XIV. Una nueva visión

84 15 0
                                    

Aunque la Cabaña de Taumaturgo era conocida en toda Skyrim por sus pociones, y vendían más que cualquier otra tienda de alquimia, Lami y Alicent llevaban una vida humilde. Idgrod pensó una vez más en que si Lami no hubiera tenido un carácter tan dado a la caridad, probablemente ambas vivirían en una casa mucho mejor que la suya propia, pese a que ella vivía en la casa comunal de la jarl. Sin embargo, el piso superior de la Cabaña era tan modesto como cualquier otra choza de Morthal; sus estancias no tenían separación alguna y ni siquiera tenían un baño. Lo que debía reconocer es que ninguna otra casa era tan pintoresca como aquella. Los coloridos ingredientes y los frascos de pociones daban un toque místico a la habitación. Y en una esquina apartada, en una estantería de tamaño considerable, había un montón de libros de alquimia, de entre los cuales destacaba por su gran desgaste la Guía del Herbolario de Skyrim.

Idgrod desvió la mirada hacia la ventana a su lado mientras Alicent, sentada de espaldas a ella en una banqueta de madera, se desanudaba el vestido para enseñarle la cicatriz. Seguía lloviendo. Las gotas que caían y chocaban contra el cristal eran lo único que se podía apreciar debido a la niebla, pero en los meses cálidos del año, desde allí se veía el pantano y también el camino que llevaba hasta el cementerio. Recordó la cantidad de veces que se había imaginado yendo a adornar una tumba vacía antes de que Alicent apareciera sana y salva. Se le aguó la mirada y se sorbió la nariz, tratando de recomponerse y controlar el nudo en su garganta.

Idgrod volvió la mirada hacia la espalda de su mejor amiga y se aguantó las ganas de darle un abrazo. No tenía ganas de hablar sobre cómo se había sentido cuando la imaginó muerta, o algo peor.

—Mamá dice que es bonita. ¿Crees que lo es? —preguntó Alicent, sacándola de sus pensamientos.

Tardó unos segundos en caer en la cuenta de a qué se refería. Idgrod se mordió los labios por dentro. No, no se lo parecía. Curiosa, sí, pero no había nada de bonito en ella; ni en su forma de rayo, que recordaba el peligro que corrió cuando se la hizo; ni tampoco en sus colores violáceos, más propios de las flores, de la magia o incluso del cielo nocturno; y menos en el ligero tono marrón de la piel muerta que ahora cubría algunas zonas de la herida.

—Ya te dije que sí —mintió, al igual que había hecho la tarde anterior.

—Por más que lo intento, solo consigo verme el hombro —dijo Alicent con fastidio, como si no la hubiera escuchado.

Alicent hizo su mejor esfuerzo por ver más allá de su hombro, bizqueando en el intento, poniendo una mueca que consiguió que Idgrod soltara una risa. Al darse cuenta de que se reía de ella, juntó los labios y los echó hacia afuera en un mohín, y se subió de nuevo el vestido, ofendida.
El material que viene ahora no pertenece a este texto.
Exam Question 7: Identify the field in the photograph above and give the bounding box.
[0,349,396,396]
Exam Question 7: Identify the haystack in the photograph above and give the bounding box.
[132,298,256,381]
—Ahora está prácticamente cicatrizada. Dentro de poco no quedará ni rastro de ella —prometió.

Alicent la miró de reojo y sonrió esperanzada, yendo después a dejar el taburete bajo la mesa. Junto a esta había una estantería llena de diferentes sales. Allí se entretuvo un rato, aplastando varias sales entre los dedos que luego se llevó a la boca. Al ver la expresión que puso, asqueada pero maravillada al mismo tiempo, Idgrod volvió a sonreír.

Es tan cría todavía... Esa idea la llevó a pensar en algo más.

—Oye —susurró, tras mirar con cautela hacia las escaleras. Aunque era casi la hora de comer, Lami seguía en la tienda, así que no podía interrumpirlas. Aun así, a Idgrod le preocupaba que pudiera escucharlas—. ¿Cómo llevas lo otro? Ya sabes... —preguntó con cuidado, bajando el tono de voz. Alicent se tensó visiblemente y ella la miró con arrepentimiento—. Lo siento. Si no quieres, no tenemos que hablar de ello.

—Ayer vino a la tienda —confesó tras pensarlo.

Idgrod la observó en silencio y tuvo la sensación, por la forma en la se mordisqueaba el labio con nerviosismo, de que quería hablar de ello pero no sabía cómo hacerlo. Se tragó el reproche porque no se lo hubiera contado antes, aunque llevase ahí ya varias horas. Después de lo nerviosa que se puso la primera vez, cuando le contó lo que había ocurrido en el Cerro, no le extrañaba ni un poco que su amiga estuviera tan reticente.